NCAA Basketball rewind: Most impactful coaching hires after 2014 season
By Joey Loose
7. Craig Smith (South Dakota)
Though they had excelled at the D2 level, South Dakota had only been playing D1 basketball for a few seasons by the time they were hiring a new head coach in 2014. Since joining the Summit League three years earlier, they had yet to field a competitive team, winning no more than 12 games in any of those seasons. New blood was brought into the program, and the Coyotes made one of the best hires they could make.
Craig Smith had already bounced around quite a bit in the coaching world over the first two decades of his career. He had worked at several D2 schools as an assistant, and also been head coach at Mayville State at that level. He spent eleven years on the staffs of Tim Miles across four different schools, with the last two seasons coming as an assistant at Nebraska in the Big Ten. An alumnus of North Dakota, he was ready to begin his D1 head coaching career in the neighboring state.

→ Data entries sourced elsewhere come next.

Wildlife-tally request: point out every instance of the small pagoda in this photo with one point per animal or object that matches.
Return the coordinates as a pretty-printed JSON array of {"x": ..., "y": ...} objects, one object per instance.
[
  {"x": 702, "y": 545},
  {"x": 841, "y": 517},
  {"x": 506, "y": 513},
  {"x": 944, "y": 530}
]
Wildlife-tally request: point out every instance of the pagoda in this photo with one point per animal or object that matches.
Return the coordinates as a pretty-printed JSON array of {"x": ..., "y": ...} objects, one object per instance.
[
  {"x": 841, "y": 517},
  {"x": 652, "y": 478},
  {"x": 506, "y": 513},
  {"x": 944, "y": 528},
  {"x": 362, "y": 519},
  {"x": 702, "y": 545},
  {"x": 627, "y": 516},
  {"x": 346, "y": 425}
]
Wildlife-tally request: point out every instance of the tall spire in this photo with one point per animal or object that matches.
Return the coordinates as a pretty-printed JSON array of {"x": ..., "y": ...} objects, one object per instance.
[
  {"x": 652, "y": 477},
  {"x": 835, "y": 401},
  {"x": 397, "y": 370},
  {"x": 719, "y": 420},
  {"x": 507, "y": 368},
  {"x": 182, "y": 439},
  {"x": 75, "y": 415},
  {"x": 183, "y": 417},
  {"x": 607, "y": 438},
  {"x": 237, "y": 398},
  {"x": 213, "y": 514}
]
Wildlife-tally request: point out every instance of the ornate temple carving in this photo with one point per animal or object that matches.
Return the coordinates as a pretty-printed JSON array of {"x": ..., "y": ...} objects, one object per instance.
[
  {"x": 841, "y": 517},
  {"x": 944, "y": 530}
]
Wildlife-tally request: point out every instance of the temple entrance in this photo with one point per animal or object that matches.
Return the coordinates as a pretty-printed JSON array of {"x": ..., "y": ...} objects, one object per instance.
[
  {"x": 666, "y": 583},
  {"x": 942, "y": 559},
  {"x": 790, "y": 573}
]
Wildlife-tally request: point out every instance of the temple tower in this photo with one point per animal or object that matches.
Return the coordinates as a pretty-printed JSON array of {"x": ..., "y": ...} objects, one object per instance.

Smith made an immediate and certain impact on the Coyotes, as the program won 17 games and finished in the top half of the conference for the first time in his first season. By 2017, he had taken South Dakota to a regular season title and an NIT bid, while his fourth and final year ended in 26 wins, which remains their top mark in D1. Smith departed for Utah State that offseason, but the upwards projector of the Coyotes is clearly due to his hard work for those four years.